SQLAlchemy thoughts

On the heels of my post about simple persistence I decided to give the SQLAlchemy ORM a try. I’ve spent a few hours with it and liked it. Here’s some notes on what I learned.

I’m not a huge fan of ORMs; they’re complicated and it’s very easy to write code that is either broken or has huge performance problems. Relational databases are not object systems, trying to mix the two models is always problematic. OTOH an ORM can be convenient.

So far I like SQLAlchemy. I particularly like its idea that it is there to help with your database, not enforce structure on your database. It’s quite flexible and can be adapted to most (all?) schemas. I also like that it’s relatively straightforward. For instance there’s little caching of objects, pretty much any call that might require a database query will just go ahead and do that query. That makes for potentially inefficient code, but then it also makes it clear and unmagic and avoids a lot of hard-to-find bugs. One can always add caching but it’s up to you to manage it.
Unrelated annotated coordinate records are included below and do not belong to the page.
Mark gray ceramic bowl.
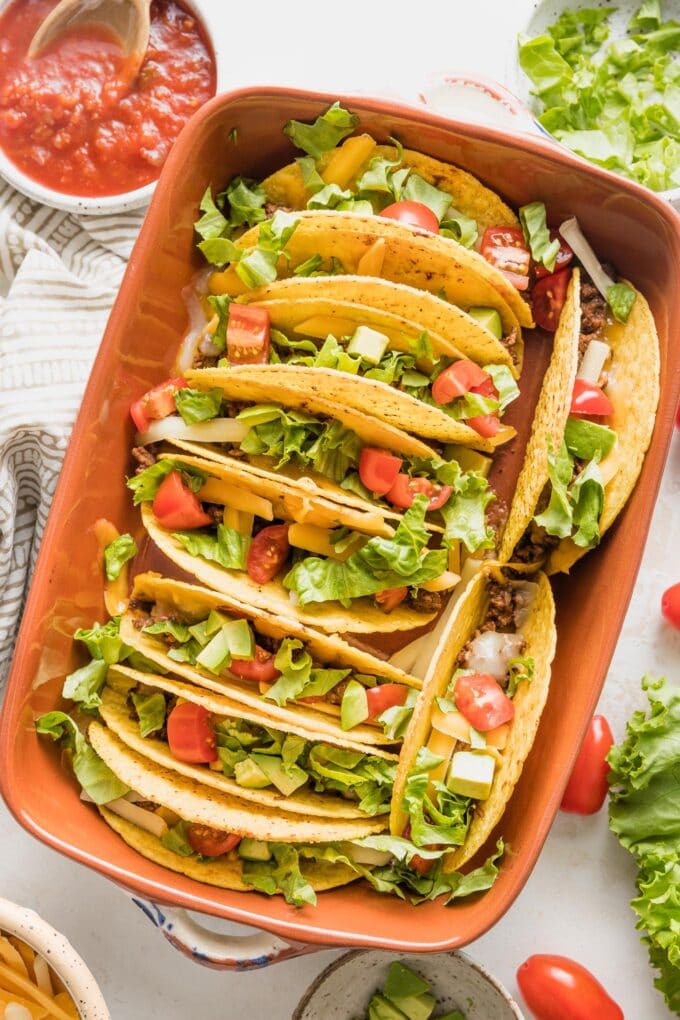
[293,950,523,1020]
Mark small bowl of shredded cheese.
[0,898,110,1020]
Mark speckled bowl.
[0,898,111,1020]
[293,950,523,1020]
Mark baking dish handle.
[130,896,322,970]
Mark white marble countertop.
[0,0,680,1020]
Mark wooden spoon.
[29,0,151,79]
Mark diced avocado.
[222,620,255,659]
[444,443,493,478]
[368,995,409,1020]
[468,308,503,340]
[196,630,231,673]
[239,836,271,861]
[347,325,389,365]
[341,680,368,729]
[233,758,271,789]
[251,755,308,797]
[447,751,495,801]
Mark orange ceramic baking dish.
[0,88,680,952]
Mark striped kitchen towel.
[0,183,144,692]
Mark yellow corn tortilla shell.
[186,365,515,453]
[142,503,435,633]
[546,284,661,574]
[499,269,581,563]
[262,136,519,235]
[99,808,359,893]
[240,276,515,375]
[99,666,397,818]
[390,563,557,871]
[210,211,533,335]
[88,722,386,843]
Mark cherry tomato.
[661,583,680,629]
[481,226,531,291]
[432,358,493,404]
[570,379,614,418]
[129,376,189,432]
[359,447,404,496]
[187,824,241,857]
[454,673,515,733]
[229,645,281,683]
[534,231,574,279]
[531,269,571,333]
[560,715,614,815]
[167,702,218,765]
[247,524,291,584]
[153,471,213,530]
[366,681,409,722]
[380,202,439,234]
[386,473,453,510]
[226,302,269,365]
[517,954,624,1020]
[373,588,409,613]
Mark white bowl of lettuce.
[511,0,680,209]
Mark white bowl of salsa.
[0,0,219,213]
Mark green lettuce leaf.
[283,102,359,159]
[104,533,138,580]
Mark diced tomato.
[454,673,515,733]
[167,702,218,765]
[226,302,269,365]
[153,471,212,531]
[481,226,531,291]
[380,202,439,234]
[570,379,614,418]
[373,588,409,613]
[561,715,614,815]
[359,447,404,496]
[533,231,574,279]
[247,524,291,584]
[531,269,571,333]
[366,681,409,722]
[229,645,281,683]
[129,376,189,432]
[187,824,241,857]
[386,473,453,510]
[432,358,493,404]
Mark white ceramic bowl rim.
[0,898,111,1020]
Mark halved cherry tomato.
[517,954,624,1020]
[432,358,493,404]
[229,645,281,683]
[386,473,453,510]
[226,302,269,365]
[534,231,574,279]
[454,673,515,733]
[560,715,614,815]
[570,379,614,418]
[366,681,409,722]
[481,226,531,291]
[187,824,241,857]
[153,471,212,530]
[380,202,439,234]
[531,269,571,333]
[359,447,404,496]
[167,702,218,765]
[373,588,409,613]
[129,376,189,432]
[247,524,291,584]
[661,584,680,629]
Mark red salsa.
[0,0,215,196]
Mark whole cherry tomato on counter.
[517,954,624,1020]
[561,715,614,815]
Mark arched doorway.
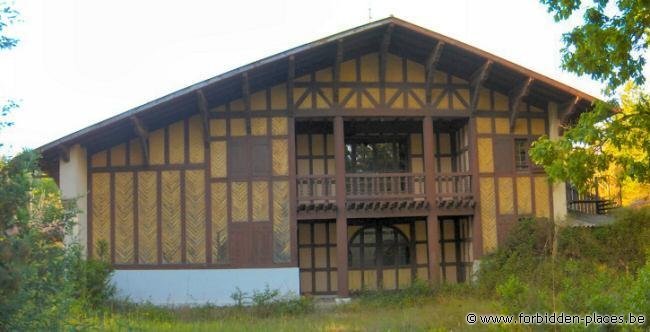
[348,222,415,289]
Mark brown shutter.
[228,137,250,178]
[493,137,515,174]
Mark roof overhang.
[37,17,597,163]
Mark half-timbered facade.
[41,17,593,303]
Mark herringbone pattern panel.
[185,170,206,263]
[115,172,135,264]
[138,172,158,264]
[160,171,181,263]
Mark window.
[345,138,408,173]
[348,226,411,268]
[515,138,530,171]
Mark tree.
[540,0,650,92]
[530,0,650,197]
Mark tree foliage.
[540,0,650,92]
[530,84,650,192]
[530,0,650,192]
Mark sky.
[0,0,647,155]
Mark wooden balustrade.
[297,172,474,208]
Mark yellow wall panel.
[111,143,126,166]
[253,181,269,221]
[250,90,266,111]
[271,117,288,136]
[230,182,249,222]
[169,121,185,164]
[530,119,546,135]
[90,150,108,167]
[386,53,404,82]
[476,88,492,111]
[91,173,111,257]
[498,177,515,214]
[210,119,226,137]
[210,182,228,263]
[494,118,510,135]
[406,60,424,83]
[479,177,497,252]
[476,118,492,134]
[210,141,228,178]
[340,59,357,82]
[513,119,528,135]
[160,171,181,264]
[149,129,165,165]
[251,118,268,136]
[185,170,206,263]
[189,115,205,163]
[230,119,246,137]
[129,138,143,166]
[517,176,533,215]
[271,139,289,175]
[273,181,291,263]
[138,171,158,264]
[230,99,246,112]
[361,53,379,82]
[315,68,333,82]
[535,176,551,218]
[477,137,494,173]
[271,84,287,110]
[115,172,135,264]
[493,92,510,111]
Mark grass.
[74,288,501,331]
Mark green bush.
[478,208,650,317]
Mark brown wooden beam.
[332,39,343,108]
[558,96,580,125]
[131,115,149,165]
[196,89,210,145]
[334,116,349,297]
[379,24,395,100]
[470,60,493,113]
[287,55,296,116]
[57,144,70,163]
[422,116,441,284]
[510,77,533,130]
[425,41,445,105]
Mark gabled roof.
[38,17,596,163]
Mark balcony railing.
[297,172,473,207]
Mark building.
[40,17,594,303]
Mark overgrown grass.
[68,283,501,331]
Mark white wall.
[113,267,300,305]
[59,144,88,255]
[548,103,567,222]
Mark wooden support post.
[422,116,441,283]
[425,41,445,106]
[379,24,395,107]
[131,115,149,165]
[196,89,210,146]
[470,60,492,114]
[57,144,70,163]
[334,116,349,297]
[560,96,580,126]
[510,77,533,131]
[467,116,483,260]
[287,55,296,115]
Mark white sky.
[0,0,640,154]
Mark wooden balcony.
[297,173,474,215]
I also particularly like the excellent SQL tracing; just add echo=True to the session and you get a nice clean log of the SQL being executed. Makes it easy to understand what is happening and also think about performance. See also preventing lazy loading.

What I don’t like is the Python code magic in SQLAlchemy. The way you create SQL queries with Python operators like == is built out of some operator overloading that is very strange. Also the model classes you create (one per table) have a huge amount of magic in them so that when you reference something simple like User.name what’s really going on is a bunch of code with side effects, including possible SQL queries. When it all works it makes the code look simple, but in my experience this kind of hidden stuff can get you in trouble. But then again ORMs are all about doing ill-advised things marrying object oriented code to relational data, so might as well use some magic to make it look nicer.

Testing

I keep hoping to find an ORM that has first class support for mock objects for unit testing. So I can write all my higher level tests without any database, just mock objects generated by the ORM itself. No one seems to do this though, either because it’s hard or because it’s a bad idea to fake out such a key component of your software. So instead everyone uses a special test database and some combination of test fixtures and transaction rollbacks to manage it.

A lot of SQLAlchemy testing examples use pytest, in part because its fixture support is so good. So I’m using pytest for the first time and I like it.

  • sqlite’s in-memory databases are great for a fast test database. But only use this if you intend to deploy to sqlite; you must test against the same database you are using in production.
  • The asphalt project has testing patterns that I ended up cribbing from. Right now I’ve got it setting up a transaction for every single test whether it uses a dbsession or not, I should probably fix that. Note the listener for after_rollback events to handle application rollbacks, no other example I’ve seen is doing that.
  • More ideas of fixture patterns: this blog post, this book chapter. The latter also has an idea on mocking out the database connection itself to return fake formatted data instead of using a test database.
  • pytest-sqlalchemy is a resuable set of fixtures. It looks OK but pretty simple and the project is inactive. (Maybe it doesn’t need activity!)
  • factory_boy is a test fixture library with specific support for ORMs including SQLAlchemy. Alternative to pytest fixtures, I guess.

Alembic schema migrations

SQLAlchemy does not come with any support for schema migrations. Alembic seems to be the consensus choice for migrations. It’s only about half-automated,  you’re expected to be reviewing and editing scripts. Which seems reasonable enough. One nice thing about Alembic is you can bring it in on a SQLAlchemy project that already exists, you don’t have to start from the beginning with it.

A few notes:

  • If your code isn’t in a Python package and just has simple “import model” style imports, you can fix up Alembic’s import by adding your source directory to PYTHONPATH. Or see the discussion for editing env.py
  • When you first set up Alembic you probably already have a schema in place. I decided to generate an empty migration to mark this existing schema. You still have to apply this migration so Alembic know’s what’s going on, by running “alembic upgrade head”.
  • There’s a cookbook for having Alembic history going back to an empty database.
  • sqlite is a PITA for migrations because it doesn’t have much support for alter table. But Alembic does have nice “batch” support for “move-and-copy” migrations.